Cécilia Marcacci also likes to meet up with her friends who are a mainstay for her here in the Principality, a country she describes as her adopted homeland. “Monaco welcomed me, gave me professional success and a really good life. You know, I won a recruitment competition to head up a large hospital in Milan, and I turned it down. Everybody was surprised, but once you’ve tasted Monaco, it’s hard to leave.”

Especially since Cecilia Marcacci’s heart now belongs to a Monegasque who she married in 2020, at the age of 39. “I dreamed of a ceremony with 500 people in attendance, and ended up getting married, in the middle of the Covid-19 crisis, with 15 guests,” she recalls. “My husband is a wonderful man. He supports me, he’s patient.

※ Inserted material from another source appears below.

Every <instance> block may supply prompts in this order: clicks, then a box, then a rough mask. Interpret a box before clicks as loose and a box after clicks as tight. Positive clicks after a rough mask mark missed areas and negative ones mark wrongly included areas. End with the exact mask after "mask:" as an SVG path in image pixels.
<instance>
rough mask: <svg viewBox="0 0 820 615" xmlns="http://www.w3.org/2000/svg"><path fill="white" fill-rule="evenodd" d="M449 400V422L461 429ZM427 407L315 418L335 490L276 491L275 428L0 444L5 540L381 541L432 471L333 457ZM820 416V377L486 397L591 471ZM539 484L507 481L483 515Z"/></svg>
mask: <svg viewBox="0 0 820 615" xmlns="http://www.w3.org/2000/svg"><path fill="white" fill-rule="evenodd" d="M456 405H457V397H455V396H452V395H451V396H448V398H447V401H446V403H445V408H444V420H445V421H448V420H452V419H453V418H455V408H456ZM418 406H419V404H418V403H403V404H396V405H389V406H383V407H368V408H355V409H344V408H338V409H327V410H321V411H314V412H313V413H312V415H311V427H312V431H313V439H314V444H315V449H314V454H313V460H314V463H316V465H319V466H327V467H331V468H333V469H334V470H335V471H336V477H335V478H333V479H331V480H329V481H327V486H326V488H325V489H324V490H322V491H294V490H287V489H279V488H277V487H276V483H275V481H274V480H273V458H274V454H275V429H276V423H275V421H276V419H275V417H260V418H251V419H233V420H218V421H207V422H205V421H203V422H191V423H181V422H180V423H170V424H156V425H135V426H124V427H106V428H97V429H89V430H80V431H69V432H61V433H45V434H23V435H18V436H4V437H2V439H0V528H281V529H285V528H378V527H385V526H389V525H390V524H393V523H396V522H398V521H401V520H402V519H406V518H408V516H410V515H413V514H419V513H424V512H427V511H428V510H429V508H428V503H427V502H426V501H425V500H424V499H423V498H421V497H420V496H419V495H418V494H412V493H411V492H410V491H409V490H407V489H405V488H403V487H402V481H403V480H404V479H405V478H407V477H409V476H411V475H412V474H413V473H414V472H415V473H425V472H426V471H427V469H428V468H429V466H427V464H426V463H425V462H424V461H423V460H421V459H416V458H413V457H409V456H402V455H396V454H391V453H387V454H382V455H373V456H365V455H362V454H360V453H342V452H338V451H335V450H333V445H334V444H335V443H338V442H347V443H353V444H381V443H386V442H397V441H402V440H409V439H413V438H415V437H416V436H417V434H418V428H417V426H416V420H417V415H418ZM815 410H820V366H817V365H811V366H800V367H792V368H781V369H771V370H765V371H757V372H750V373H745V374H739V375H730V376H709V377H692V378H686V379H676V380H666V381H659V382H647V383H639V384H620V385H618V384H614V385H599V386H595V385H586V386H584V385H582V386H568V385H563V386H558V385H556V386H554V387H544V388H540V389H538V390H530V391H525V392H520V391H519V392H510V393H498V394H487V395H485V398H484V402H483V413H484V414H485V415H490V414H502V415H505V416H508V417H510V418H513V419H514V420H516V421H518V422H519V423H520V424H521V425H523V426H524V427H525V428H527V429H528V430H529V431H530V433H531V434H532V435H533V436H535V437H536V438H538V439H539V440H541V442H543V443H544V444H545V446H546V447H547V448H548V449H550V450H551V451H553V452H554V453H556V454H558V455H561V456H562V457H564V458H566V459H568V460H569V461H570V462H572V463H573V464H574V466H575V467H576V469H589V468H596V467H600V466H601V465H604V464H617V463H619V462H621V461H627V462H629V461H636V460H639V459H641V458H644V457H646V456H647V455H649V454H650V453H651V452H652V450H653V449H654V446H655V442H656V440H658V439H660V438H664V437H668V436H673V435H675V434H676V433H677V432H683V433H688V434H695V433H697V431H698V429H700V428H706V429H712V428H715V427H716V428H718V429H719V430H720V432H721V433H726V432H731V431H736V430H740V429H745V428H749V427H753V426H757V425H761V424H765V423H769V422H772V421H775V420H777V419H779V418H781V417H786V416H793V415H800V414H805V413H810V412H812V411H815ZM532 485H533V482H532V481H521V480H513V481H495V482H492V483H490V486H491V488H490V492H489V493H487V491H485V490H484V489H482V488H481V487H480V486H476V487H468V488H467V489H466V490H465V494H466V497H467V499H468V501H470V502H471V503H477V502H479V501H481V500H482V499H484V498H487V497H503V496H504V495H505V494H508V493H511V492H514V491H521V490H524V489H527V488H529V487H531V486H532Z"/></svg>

He simply changed my life.” Because for many years, Cécilia Marcacci put her personal life on hold and didn’t have children. “When I was working in the intensive care unit I would start very early and finish late, I could be called at night and on weekends, it wasn’t conducive to family life.”

Cécilia Marcacci now manages to free up more time, because her days in a white coat are lighter. They usually begin with a team meeting, and continue with consultations, care, and operations in theatre from 9 am. Her next project? She doesn’t know for the moment. But one thing is for sure, it is new challenges that keep her going.